After pulling off the "Perfect Crime", a guy sure is hungry. Scotland, Pa is not only a good guidance councilor in Murder 101; it works in stimulating the appetite like no other film before it. A majority of the action takes place in and around a fast food establishment. There is a heavy emphasis placed on its greasy spoon esthetic. Even though the actors are great, you won't come out of the theater thinking about them. Sure, LeGros and Tierney hit each note with glaring perfection. Of course, Christopher Walkin plays it smart by nailing another comedic role. And jeez, who thought Andy Dick could actually be funny? Forget about it. Once you step foot outside the theater, all that's going to be eating at your brain is the thought of Jack-In-The-Box and Fat Burger. I wasn't the only one; I single-handedly witnessed the phenomenon as I exited the screening room. Everyone followed suit by heading next door to McDonalds. The only buzz I overheard in a huddle was how they were all hungry for Chicken McNuggets and French Fries.
Like Donnie Darko, which premiered at last year's Sundance Festival alongside Scotland, Pa, this film uses its 70s style and wardrobe as a subtle mood enhancer. The working theme does not overshadow its cast to become a character in and of itself, which helps the film immensely. Stalking in bellbottoms will fetch you a D- at the most. The film knows this. It was photographed by Wally Pfister, DP of Memento. His work pushes up the production value and gives Scotland, Pa a pleasantly dark aura that eats at winning you over.

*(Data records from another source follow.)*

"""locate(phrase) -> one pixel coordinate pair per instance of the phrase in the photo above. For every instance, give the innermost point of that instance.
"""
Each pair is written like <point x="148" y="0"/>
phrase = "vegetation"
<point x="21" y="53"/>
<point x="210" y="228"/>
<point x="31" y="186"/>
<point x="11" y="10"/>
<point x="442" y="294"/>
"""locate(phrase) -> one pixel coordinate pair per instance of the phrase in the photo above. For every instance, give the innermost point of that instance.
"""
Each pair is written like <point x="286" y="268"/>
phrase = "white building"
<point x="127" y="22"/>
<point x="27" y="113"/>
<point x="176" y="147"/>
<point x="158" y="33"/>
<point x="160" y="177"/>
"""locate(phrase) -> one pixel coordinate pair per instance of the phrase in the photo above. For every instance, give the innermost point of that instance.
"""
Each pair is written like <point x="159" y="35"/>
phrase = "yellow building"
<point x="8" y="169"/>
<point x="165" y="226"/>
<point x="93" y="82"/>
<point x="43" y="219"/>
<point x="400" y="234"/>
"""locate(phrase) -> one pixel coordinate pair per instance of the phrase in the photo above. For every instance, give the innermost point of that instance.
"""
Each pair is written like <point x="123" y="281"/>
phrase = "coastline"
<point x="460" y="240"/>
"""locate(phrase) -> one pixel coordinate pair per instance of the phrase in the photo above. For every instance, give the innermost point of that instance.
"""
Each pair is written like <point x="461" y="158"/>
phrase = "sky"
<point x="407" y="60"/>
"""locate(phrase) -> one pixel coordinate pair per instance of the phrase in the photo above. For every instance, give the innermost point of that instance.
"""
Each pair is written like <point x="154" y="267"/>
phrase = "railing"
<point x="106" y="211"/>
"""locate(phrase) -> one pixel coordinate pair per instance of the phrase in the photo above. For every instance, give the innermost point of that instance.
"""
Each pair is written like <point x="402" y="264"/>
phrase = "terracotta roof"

Here's why critics are worthless: Scotland, Pa is realized with expert craftsmanship. It looks good and sounds even better. I just didn't have any fun inside its collapsing walls. So, on a whole, I can't say I liked it or hated it. It did, however, lead me down the right path. I can kill my roommate guilt free and get away without repercussion. And damn, if I'm not hungry.
PS: Murder is not intentionally funny. Please do not try it at home.